La grève de l’amiante a opposé les ouvriers de Thetford à la police de Duplessis. Il reste des images dont j’ai un souvenir très vif du geste d’un lancement de pierre par un ouvrier en direction d’un policier armé de ce type de mitraillette que l’on voit encore dans les films de l’affrontement entre la pègre et les forces de l’ordre de l’époque de la prohibition. Cette grève a démontré à la population que le régime de Duplessis avait des faiblesses : celle du mépris n’en était pas la moindre. Celle de l’arrogance et de la soumission au patronat a fait déborder le vase.
Cette grève a divisé le Québec. Les grévistes avaient l’appui de la population. En sont les preuves éloquentes ces camions de nourriture et de matériel qui arrivaient à Thetford par convois. La puissance même de l’Église a été ébranlée : un certain Mgr Charbonneau a pris fait et cause pour les ouvriers. La légende populaire veut que Duplessis ait lui-même demandé au Vatican de le débarrasser de cet ecclésiastique encombrant.

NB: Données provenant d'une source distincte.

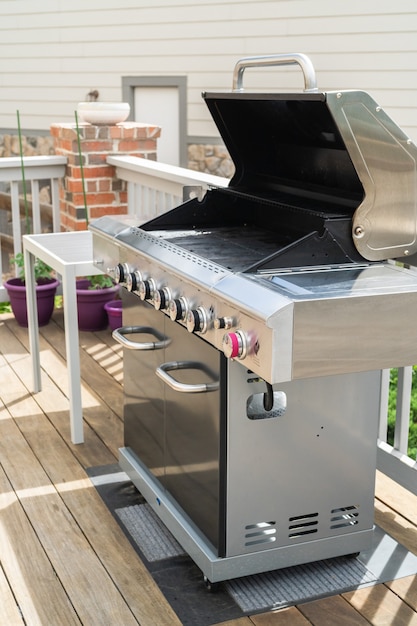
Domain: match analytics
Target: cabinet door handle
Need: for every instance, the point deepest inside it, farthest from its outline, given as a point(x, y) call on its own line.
point(162, 372)
point(119, 335)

Une pièce de théâtre, où le grand comédien québécois Jean Duceppe joue Duplessis, met en scène une confrontation verbale du Chef avec Mgr Charbonneau.

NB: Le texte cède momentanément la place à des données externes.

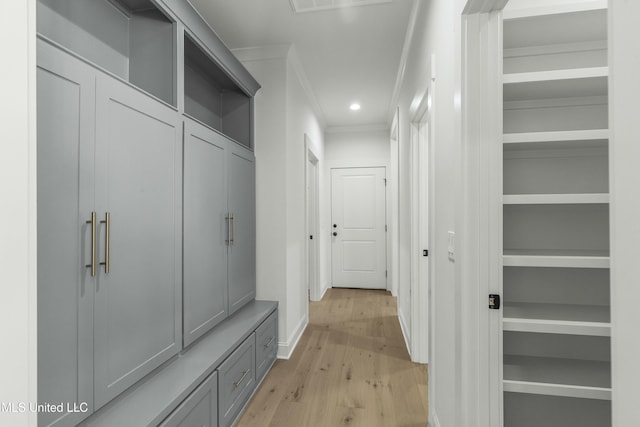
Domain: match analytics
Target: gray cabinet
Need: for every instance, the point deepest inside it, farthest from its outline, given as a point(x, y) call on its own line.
point(109, 238)
point(138, 182)
point(266, 345)
point(242, 249)
point(205, 230)
point(66, 111)
point(219, 229)
point(237, 380)
point(199, 409)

Mais l’histoire occultée ne se limite pas aux chicanes du haut clergé avec Duplessis. J’ai eu la chance de tomber sur un exemplaire d’un tiré à part de la revue Cité Libre de l’époque. On y retrouve les contributions d’intellectuels de la période et leurs préoccupations politiques.
Les ouvriers de Thetford affrontaient une compagnie étrangère dont la direction était composée d’anglophones. Ils rageaient avec raison contre leurs conditions de travail et les salaires de misère qu’on leur offrait. Pour ne pas parler de ce dont on fera la preuve plus tard : les ouvriers étaient ni plus ni moins qu’envoyés à une mort atroce empoisonnés par la poussière d’amiante.
Il est fréquent d’entendre aujourd’hui qu’il existerait de «bons salaires» avec de « bonnes jobs » alors que l’inflation gruge depuis des années tous les salaires. La précarité des emplois salariés s’étend comme de la gangrène. Le pouvoir d’achat, qui sert à vendre les illusoires «baisses de taxes», s’effrite et l’écart entre riches et pauvres augmente alors qu’on appelle encore aux concessions et à la patience envers le régime capitaliste dont l’appauvrissement est la marque de commerce pour la population salariée. Et on nous parle de «relance», de «prospérité promise» mais jamais concédée sinon aux riches constructeurs de gratte-ciels. C’est sans doute ce dont on parle maintenant, comme d’une légende urbaine, que « les syndicats ont été utiles, mais qu’ils ne le seraient plus maintenant ».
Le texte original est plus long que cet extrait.